«Far ultraviolet extends to a small distance inside the human body and can not penetrate the layer of dead cells covering the skin or through a layer of liquid on the surface of the eye. And viruses and bacteria are much smaller, allowing such UV light can reach their DNA and destroy it,» says David Brenner (David Brenner) from Columbia University in new York (USA).
Each year, influenza epidemics claim the lives of many thousands of patients. The fight against the flu is complicated by the fact that there are three varieties of this virus – A, b and C, which makes quite difficult to predict what kind of virus will be prevailing next year. In addition, vaccination allows the immune system to develop one or more strains of influenza virus.
Unlike the deadly bird and swine flu that can be transmitted to new victims only through physical contact, seasonal varieties of flu are spread mainly by airborne droplets, allowing them to infect a huge number of people at sufficiently high concentrations in one and the same place.
Today, many municipal and city services are trying to deal with these forms of the virus, obezzarajivatei spaces, subway cars and buses with the help of ultraviolet lamps. They do well with this task, but they have one big drawback – they kill not only microbes and viruses, but the cells of the human body, causing skin cancer and cataracts of the cornea.
Brenner and his colleagues have found an original solution to this problem by creating a UV lamp, operating in the far ultraviolet part of the spectrum, at a wavelength of 222 nm but not at 254 nanometers, as usual germicidal ultraviolet lamps.
As the scientist, a few years ago, his team discovered that ultraviolet radiation of this wavelength is very effectively kills the germs that made him think about whether it is possible to use it to fight the flu virus.

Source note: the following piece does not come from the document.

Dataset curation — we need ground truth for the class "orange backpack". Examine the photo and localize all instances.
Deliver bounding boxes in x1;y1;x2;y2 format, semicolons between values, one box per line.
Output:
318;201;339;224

Physicists have tested this idea by creating a special machine that imitated the shape of microscopic droplets of sputum containing virus particles in the lungs of sick people and animals. These aerosols, the scientists passed through the rays of the ultraviolet lamps of different power, and then tried to infect their culture of cells of human lung.
These experiments showed that even relatively modest power of the lamps is enough to destroy 99% of viral particles in the air without killing human cells. These lamps, as noted by Brenner, now worth about a thousand dollars, but you can make them much cheaper if to establish their mass production.
If these radiators will be installed in hospitals, public places and transport, they are, according to physicists, would be to fight not only the flu, but tuberculosis and many other diseases that spreads through airborne droplets that will pay for the costs of their installation and production.